Smoke grays the sky in these western mountains then fills my lungs with heavy weights. My breath labors, seeking air to oxygenate my blood as I finish the final cut of grass in my backyard. My chores are done. As the result of dozens of area wildfires, the air is unbreathable. I seek survival in the basement of my home, searching for clean, filtered air and find relief in my man cave. Coughing, sneezing, wheezing and beginning to fight a massive headache, I take two Aspirin, a Zyrtec and quickly fall asleep.
Waking up an hour later, I head upstairs and look outside. The sky is oddly colored pink and brown, the mountains a few hundred yards from my home have disappeared, the red sun peeks through the haze and the air stinks of a rancid campfire recently doused with water. Frustrated with my view and discussed by the scent, I cancel an afternoon of golf with my buddies and head back downstairs to listen to music and read.
This is not how I envisioned my last unofficial weekend of summer. Labor Day weekend traditionally offers warm, vibrant, clear days with clean air. Camping, fishing, golfing, hiking and long, leisurely bike rides are the norm as I soak up every last breath August and early September have to offer. Today, the only breath I soak up is that of an apple cinnamon scented candle slowly burning in my basement.
Sad songs play on my Pandora station as I finish, “The Round House,” by Louise Erdrich — a book about rape and a lost soul. Closing the book, I rub my eyes, cough and look around the room. “Happy Labor Day,” I say out loud in disgust.

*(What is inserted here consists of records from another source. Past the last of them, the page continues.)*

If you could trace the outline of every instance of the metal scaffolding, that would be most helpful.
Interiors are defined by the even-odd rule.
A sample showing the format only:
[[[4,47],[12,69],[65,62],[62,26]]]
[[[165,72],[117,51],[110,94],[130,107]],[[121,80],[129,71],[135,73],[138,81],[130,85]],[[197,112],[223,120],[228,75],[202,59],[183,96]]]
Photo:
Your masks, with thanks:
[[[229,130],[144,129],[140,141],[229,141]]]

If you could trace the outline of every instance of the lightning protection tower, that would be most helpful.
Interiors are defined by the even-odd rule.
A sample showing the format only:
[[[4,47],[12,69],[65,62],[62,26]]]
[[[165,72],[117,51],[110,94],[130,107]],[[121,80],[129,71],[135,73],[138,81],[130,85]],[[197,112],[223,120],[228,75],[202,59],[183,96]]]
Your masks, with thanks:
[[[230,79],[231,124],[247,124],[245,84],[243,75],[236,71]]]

Scout wakens from my words, looks up, wags his tail then turns on his back searching for a tummy scratching. I oblige as he stretches his hind legs and lets out an audible yawn. I chuckle, continue to scratch his belly, then pet the top of his auburn head. He looks up in appreciation then drops his head into my lap. “Good dog,” I offer as my mood begins to brighten.
Scout’s big brown, droopy, Labrador retriever eyes look up at me as if to say, “It’s OK dad, I’ll be your buddy today.” As I look into my dog’s eyes, I begin to think, life is pretty great. Realizing that it’s time to take a vacation from my pity party, I begin to wrestle with my pup and end up laughing as he nips my hand while I grab his tail. This epic failure of a weekend turns into a grand day of leisure and love — the love for a pet.
As I sit this Monday night reflecting on this lost summer, I think of the book, “Alexander and the Terrible, Horrible, No Good, Very Bad Day.” Alexander goes to sleep with gum in his mouth and now there’s gum in his hair. He experiences kissing on TV and he hates kissing! He had lima beans for dinner and he hates lima beans. Eventually he decides to move to Australia to avoid all of this trouble finally realizing that sometimes days are just like this, even in Australia.
Well, some summers are just like this, even in Coeur d’Alene. Every once in a while lima beans are on the dinner menu and they must be eaten. Sometimes there is kissing on TV and sometimes, you get gum in your hair. Moving to Australia is not the answer. Momentary setbacks, struggles, frustration and anger can be pacified when one seeks to find happiness. Happiness is a choice.
There will always be external stressors in everyone’s life. The choice is how to handle these stressors. Does one handle stressors head on and attempt to make the best of a bad situation or might one give in and fall prey to these external stressors? The decision is in the internal fortitude of the individual. Does one wrestle with the dog and laugh or does one move to Australia?